Hardcore stones will attract between Sh24,000 and Sh120,000. This will be inclusive of a Sh24,000 charge for up to seven tonnes transported in a month, Sh48,000 for seven to ten tonnes and Sh72,000 for 10 to 15 tonnes.

The county will charge Sh120,000 charge for stones above 15 tonnes transported in a month. Charges ranging from Sh48,000 to Sh120,000 will also apply to sand and ballast transporters. Transfer of properties, under the tenant-purchase scheme, will also for the first time attract Sh10,000 transfer fee. Agricultural entrepreneurs and transporters of farm produce to the capital city will also have to put up with new taxes.

For the first time, offloading of different produce within Nairobi will attract a fee. Flowers per lorry will attract an offloading fee of Sh3,000, offloading avocados will cost between Sh800 and Sh1,500 depending on the size of the vehicle. Groundnuts will attract a charge of Sh100 per bag while thorn melons will attract Sh50 per box.

Offloading a tonne of macadamia and French beans will cost Sh1,000 whereas all other items will be charged between at Sh100 and Sh500 per pick up truck and lorry, respectively.

Notably, Miraa traders will be required to pay Sh50 per small bag, Sh100 per medium bag, Sh500 per Probox and Sh1,000 per pick up truck whereas an offloading fee of Sh30 per box of every imported fish will be levied.

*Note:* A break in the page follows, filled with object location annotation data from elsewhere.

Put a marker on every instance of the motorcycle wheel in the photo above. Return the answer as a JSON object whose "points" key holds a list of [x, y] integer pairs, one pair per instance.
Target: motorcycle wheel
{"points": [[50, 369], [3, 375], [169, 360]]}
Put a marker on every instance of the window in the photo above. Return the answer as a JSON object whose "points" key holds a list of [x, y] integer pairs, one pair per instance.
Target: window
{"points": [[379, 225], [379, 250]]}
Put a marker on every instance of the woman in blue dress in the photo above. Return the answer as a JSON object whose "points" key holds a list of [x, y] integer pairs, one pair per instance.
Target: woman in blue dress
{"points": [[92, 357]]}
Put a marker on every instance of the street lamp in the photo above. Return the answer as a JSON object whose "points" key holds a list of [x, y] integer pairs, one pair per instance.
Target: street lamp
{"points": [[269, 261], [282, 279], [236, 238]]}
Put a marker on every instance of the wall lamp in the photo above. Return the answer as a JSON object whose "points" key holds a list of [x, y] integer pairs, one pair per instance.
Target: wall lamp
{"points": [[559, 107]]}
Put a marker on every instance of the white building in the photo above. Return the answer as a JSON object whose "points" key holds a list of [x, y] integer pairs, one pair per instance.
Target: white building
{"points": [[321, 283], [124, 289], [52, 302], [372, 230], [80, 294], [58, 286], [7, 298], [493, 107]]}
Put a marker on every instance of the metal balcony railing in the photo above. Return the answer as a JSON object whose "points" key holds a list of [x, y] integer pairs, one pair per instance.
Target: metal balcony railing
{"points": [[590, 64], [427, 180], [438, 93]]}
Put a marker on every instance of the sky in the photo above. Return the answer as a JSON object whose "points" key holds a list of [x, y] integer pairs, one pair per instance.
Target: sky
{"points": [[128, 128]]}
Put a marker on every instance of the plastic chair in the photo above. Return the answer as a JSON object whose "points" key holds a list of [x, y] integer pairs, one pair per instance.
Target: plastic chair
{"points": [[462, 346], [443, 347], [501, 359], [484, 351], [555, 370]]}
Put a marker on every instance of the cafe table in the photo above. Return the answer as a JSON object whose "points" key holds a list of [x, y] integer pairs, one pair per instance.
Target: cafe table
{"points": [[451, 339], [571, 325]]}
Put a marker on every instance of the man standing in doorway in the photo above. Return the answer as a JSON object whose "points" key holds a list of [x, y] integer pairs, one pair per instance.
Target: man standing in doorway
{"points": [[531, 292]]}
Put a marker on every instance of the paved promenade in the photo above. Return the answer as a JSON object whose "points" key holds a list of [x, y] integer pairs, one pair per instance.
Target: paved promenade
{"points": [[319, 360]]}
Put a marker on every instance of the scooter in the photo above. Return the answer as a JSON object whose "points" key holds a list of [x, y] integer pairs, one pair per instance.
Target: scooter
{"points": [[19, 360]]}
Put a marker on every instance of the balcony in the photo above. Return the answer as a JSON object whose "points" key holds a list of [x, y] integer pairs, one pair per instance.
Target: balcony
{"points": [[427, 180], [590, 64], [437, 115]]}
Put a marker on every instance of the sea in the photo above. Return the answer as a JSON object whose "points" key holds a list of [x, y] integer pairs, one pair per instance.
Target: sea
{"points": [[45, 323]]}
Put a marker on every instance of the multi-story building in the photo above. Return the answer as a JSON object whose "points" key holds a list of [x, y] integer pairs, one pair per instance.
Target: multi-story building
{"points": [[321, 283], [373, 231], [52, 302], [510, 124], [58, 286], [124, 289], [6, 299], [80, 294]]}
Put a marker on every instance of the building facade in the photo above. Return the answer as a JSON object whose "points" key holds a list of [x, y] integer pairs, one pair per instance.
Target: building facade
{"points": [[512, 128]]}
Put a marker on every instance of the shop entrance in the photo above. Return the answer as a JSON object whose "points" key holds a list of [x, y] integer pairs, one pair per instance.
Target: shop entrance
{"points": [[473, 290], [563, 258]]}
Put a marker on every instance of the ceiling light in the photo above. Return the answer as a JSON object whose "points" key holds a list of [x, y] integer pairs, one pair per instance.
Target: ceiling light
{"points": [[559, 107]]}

The charges for tomatoes will be Sh1,500 per Probox. However, tomatoes from Tanzania will attract between Sh50 and Sh250 per box, depending on their size. The county’s Budget and Appropriations Committee chair Robert Mbatia said prompt billing and serving of demand notices combined with inspection and enforcement will ensure compliance.

“The county has also commenced the mapping of revenues to establish potential and set targets for revenue streams and collectors,” Mbatia said.

He noted that the proposals will be subjected to public participation. Moreover, solid waste disposal will also attract new charges with Nairobians paying a fee of between Sh300 and Sh600 per household every month.

For community-based organisations, solid waste collection and transportation will attract a charge of Sh3,000 for trucks between one and seven tonnes and Sh6,000 for those above seven tonnes.

Traders occupying buildings will pay between Sh5,000 and Sh30,000 as occupation certificate fees, from Sh5,000.

Daycare and nurseries will be charged between Sh3,000 and Sh20,000 for garbage collection, while secondary schools will pay between Sh2,500 and Sh20,000.